J'ai choisi  cette photographie de Diane Arbus -publiée dans Esquire en juillet 1960-  parce qu'elle est moins célèbre que d'autres et puis surtout parce qu'elle porte dans son titre les signes manifestes d'une folie annoncée très clairement : Walter Gregory, the Madman from Massachusetts. Les signes d'une folie annoncée ne sont pas plus tangibles ici que dans d'autres photographies d'individus repérés et photographiés par l'artiste ; plutôt moins d'ailleurs que dans beaucoup d'autres.
Il s'agit pourtant bien d'histoires de signes, voire de stigmates.

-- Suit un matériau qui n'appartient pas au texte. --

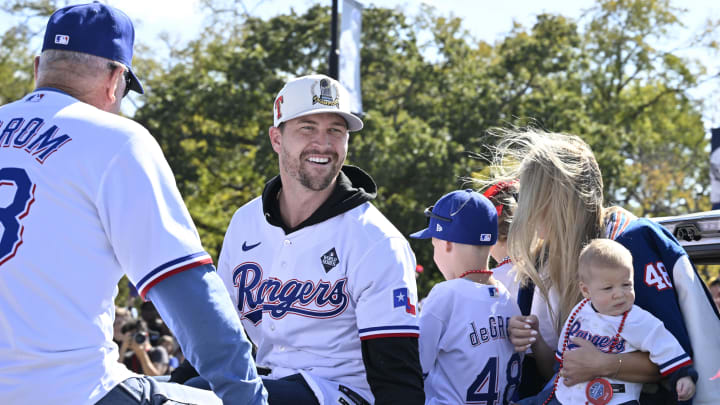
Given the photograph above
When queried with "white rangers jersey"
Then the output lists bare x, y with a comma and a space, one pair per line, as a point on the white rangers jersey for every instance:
642, 332
308, 298
85, 197
465, 351
505, 274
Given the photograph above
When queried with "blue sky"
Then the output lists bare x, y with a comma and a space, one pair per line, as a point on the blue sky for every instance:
488, 20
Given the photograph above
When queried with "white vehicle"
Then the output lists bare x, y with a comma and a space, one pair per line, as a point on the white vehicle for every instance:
698, 233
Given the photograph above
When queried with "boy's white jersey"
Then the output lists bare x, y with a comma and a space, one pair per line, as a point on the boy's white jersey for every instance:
465, 351
85, 197
642, 331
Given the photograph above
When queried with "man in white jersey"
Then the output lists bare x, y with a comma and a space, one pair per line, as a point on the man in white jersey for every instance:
323, 282
85, 197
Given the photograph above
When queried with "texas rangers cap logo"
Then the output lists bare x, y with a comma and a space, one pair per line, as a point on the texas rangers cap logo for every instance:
599, 391
62, 39
326, 94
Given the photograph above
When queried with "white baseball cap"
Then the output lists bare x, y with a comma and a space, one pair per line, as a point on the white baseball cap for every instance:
314, 94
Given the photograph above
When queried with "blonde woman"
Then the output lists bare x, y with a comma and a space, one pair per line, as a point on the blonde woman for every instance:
560, 209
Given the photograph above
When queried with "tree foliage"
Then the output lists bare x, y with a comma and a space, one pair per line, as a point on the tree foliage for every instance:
430, 93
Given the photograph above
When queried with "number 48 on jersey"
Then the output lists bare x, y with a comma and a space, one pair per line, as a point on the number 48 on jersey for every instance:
17, 193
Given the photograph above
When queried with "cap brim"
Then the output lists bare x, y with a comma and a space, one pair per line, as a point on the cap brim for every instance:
135, 83
424, 234
354, 123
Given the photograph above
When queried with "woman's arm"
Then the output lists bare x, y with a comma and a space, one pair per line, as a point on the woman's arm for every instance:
524, 334
587, 362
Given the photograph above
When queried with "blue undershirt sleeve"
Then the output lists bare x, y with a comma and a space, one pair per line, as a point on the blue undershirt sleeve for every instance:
197, 308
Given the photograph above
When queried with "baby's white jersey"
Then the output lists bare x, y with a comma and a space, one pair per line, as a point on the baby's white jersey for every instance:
642, 331
465, 351
308, 298
85, 197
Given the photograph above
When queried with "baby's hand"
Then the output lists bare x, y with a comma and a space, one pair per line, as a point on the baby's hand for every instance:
685, 388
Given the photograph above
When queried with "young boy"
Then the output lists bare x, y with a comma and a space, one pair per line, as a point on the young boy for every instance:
608, 318
465, 353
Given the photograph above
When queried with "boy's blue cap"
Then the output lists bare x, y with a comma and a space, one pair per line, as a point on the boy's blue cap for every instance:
95, 29
462, 216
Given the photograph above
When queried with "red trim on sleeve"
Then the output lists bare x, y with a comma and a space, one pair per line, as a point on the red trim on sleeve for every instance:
171, 272
384, 335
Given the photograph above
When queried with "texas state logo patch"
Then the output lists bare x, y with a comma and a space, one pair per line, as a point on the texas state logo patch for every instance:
402, 299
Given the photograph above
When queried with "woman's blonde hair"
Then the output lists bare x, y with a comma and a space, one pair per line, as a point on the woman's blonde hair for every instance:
561, 192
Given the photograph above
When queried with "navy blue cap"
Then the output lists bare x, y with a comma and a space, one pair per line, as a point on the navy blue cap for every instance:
462, 216
96, 29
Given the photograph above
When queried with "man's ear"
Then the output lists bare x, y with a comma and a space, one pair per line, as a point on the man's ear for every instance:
275, 138
36, 65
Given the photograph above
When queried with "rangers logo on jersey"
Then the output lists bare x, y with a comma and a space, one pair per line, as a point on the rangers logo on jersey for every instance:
256, 295
330, 260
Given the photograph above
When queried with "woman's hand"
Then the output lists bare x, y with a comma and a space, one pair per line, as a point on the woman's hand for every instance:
523, 331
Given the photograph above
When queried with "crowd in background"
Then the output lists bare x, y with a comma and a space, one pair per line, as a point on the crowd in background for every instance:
146, 344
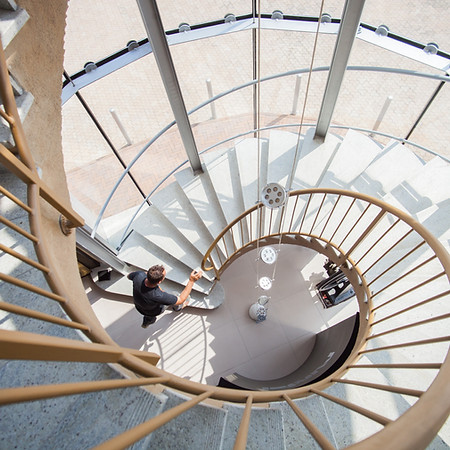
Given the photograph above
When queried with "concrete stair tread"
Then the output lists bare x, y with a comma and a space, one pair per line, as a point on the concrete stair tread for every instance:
247, 158
281, 155
156, 228
313, 160
390, 169
423, 189
224, 174
183, 433
175, 206
354, 155
265, 429
141, 253
200, 191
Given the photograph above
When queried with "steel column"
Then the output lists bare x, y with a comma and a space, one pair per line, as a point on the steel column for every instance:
351, 18
157, 37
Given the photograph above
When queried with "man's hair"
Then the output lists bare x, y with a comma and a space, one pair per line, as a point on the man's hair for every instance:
155, 274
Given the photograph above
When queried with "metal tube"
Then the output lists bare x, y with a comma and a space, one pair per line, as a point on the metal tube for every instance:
120, 125
298, 80
383, 111
211, 95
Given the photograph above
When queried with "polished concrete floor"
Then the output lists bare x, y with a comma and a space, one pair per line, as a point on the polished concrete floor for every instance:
204, 345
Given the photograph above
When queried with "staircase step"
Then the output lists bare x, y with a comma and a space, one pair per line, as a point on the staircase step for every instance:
313, 160
348, 426
224, 173
354, 155
157, 228
296, 434
24, 103
11, 22
176, 207
281, 155
200, 191
247, 158
390, 169
142, 253
97, 417
8, 5
422, 190
265, 428
183, 432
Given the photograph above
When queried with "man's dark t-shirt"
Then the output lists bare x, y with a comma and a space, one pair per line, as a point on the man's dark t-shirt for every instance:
149, 301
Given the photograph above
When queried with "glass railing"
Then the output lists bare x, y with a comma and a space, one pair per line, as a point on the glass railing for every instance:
135, 92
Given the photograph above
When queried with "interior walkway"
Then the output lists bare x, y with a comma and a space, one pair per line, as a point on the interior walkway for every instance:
202, 345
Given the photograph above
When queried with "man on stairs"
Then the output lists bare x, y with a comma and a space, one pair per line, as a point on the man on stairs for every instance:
150, 300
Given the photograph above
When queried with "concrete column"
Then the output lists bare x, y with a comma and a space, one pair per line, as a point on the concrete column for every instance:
158, 41
350, 21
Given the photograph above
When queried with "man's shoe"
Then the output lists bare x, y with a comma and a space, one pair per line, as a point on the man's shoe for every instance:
146, 322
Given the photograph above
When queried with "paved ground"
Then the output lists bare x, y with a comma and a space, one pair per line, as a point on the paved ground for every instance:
96, 29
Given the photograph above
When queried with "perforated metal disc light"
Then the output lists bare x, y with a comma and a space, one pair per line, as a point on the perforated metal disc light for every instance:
268, 254
265, 283
273, 195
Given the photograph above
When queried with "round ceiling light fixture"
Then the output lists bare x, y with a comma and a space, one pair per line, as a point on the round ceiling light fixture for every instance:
268, 254
273, 195
265, 283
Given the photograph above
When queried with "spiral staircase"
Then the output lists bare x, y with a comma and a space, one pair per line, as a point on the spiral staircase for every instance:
378, 211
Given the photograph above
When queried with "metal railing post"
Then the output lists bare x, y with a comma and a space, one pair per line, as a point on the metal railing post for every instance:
383, 111
211, 95
120, 125
298, 80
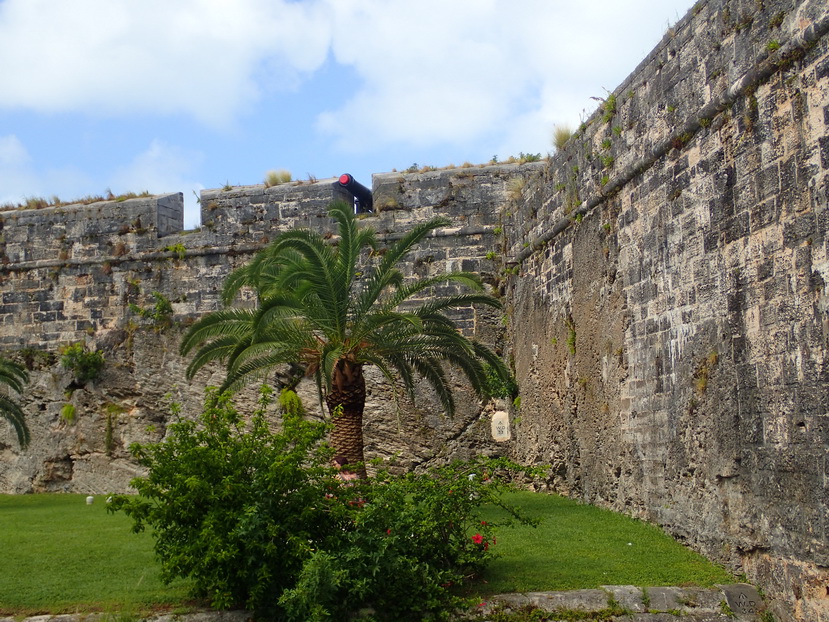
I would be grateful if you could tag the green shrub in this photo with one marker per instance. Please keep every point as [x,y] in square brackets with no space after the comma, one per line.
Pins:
[159,314]
[561,134]
[67,413]
[84,364]
[277,177]
[259,519]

Qu'est-ce qui motivait donc tant Diane Arbus dans sa quête d'individus décalés ? Au regard de l'ensemble de ce que l'on connaît de son œuvre, il est tout à fait légitime de penser que ce sont vraisemblablement les signes sur le corps, les déformations, les atrophies ou hypertrophies, les meurtrissures et stigmates en tout genre : toutes les approximations et exagérations du corps qui marquent l'écart, le dérèglement et confinent accessoirement à la folie.
        
photographie : Walter Gregory, the Madman from Massachusetts (Walter Gregory, l'homme fou du Massachusetts ), publié dans Esquire ("The Vertical Journey")1960,  ©Diane Arbus
extrait de  Diane Arbus Revelations, Éditions Schirmer Mosel, Munich, 2003, p 146. 

dimanche 15 juillet 2007

Diane ARBUS

  Diane Arbus
représentations de la folie, de l'écart, du dérèglement


arbus4-150.jpg Si l'on décide d'épingler arbitrairement quelques images de représentations de la folie, de l'écart ou du dérèglement, la figure de Diane Arbus  est incontournable. Mais précisément pas dans cette photographie.
La femme sans tête de Diane Arbus est tout simplement là pour faire  écho à cet homme sans tête photographié par Raymond Depardon dans l'hôpital psychiatrique de San Clemente, au large de Venise au début des années 80...
Ici tout est codé : le lieu, les circonstances, la personne photographiée, le dispositif, la prise de vue, etc. S'il y a écart, dérèglement ou folie, c'est bien dans la mise en scène du regard et de ce que cela produit.
photographie : Headless woman (femme sans tête), N.Y.C, 1961,  ©Diane Arbus
extrait de  Diane Arbus Revelations, Éditions Schirmer Mosel, Munich, 2003, p 254. 

samedi 14 juillet 2007

Raymond Depardon

    Raymond Depardon
représentations de la folie, de l'écart, du dérèglement


depardon-200.jpg L'envie d'épingler quelques images des représentations de la folie, de l'écart ou du dérèglement et cette photographie de Raymond Depardon s'impose.
Elle condense à elle seule tout ce qui est de l'ordre de l'inatteignable, du sans-nom, du sans-fond : un chaos définitif.
Et ceci pour l'unique raison que nous sommes bien en présence d'un homme.
Cette image, je continue à la trouver bouleversante.

Raymond Depardon se rend
à San Clemente  au début des années 80. San Clemente, c'est «l'île aux fous», au large de Venise. Il s'agit d'un hôpital psychiatrique qui s'étend sur toute l'île et qui va être détruit.
Raymond Depardon s'y rend une première fois, ramène des photographies étonnantes puis l'idée qu'il doit y retourner avec une caméra s'impose. Ce qu'il va faire, en compagnie de Sophie Ristelhueber.
Il en fera un film documentaire d'une force et d'une beauté inhabituelles qui constituera une sorte d'avancée et de référence.
photographie : San Clemente, Venezia, 1984,  ©Raymond Depardon


quelques références :

* San Clemente par Depardon
* parcours de Raymond Depardon


Commentaires

bravo pour ce site, il fait partie des 3 pourcent de la categorie photo des blogs... je peux le mettre en lien?
Commentaire n°1 posté par gallerie-schmit-vennet le 26/07/2007 à 16h17
Merci à vous, vous pouvez mettre le lien.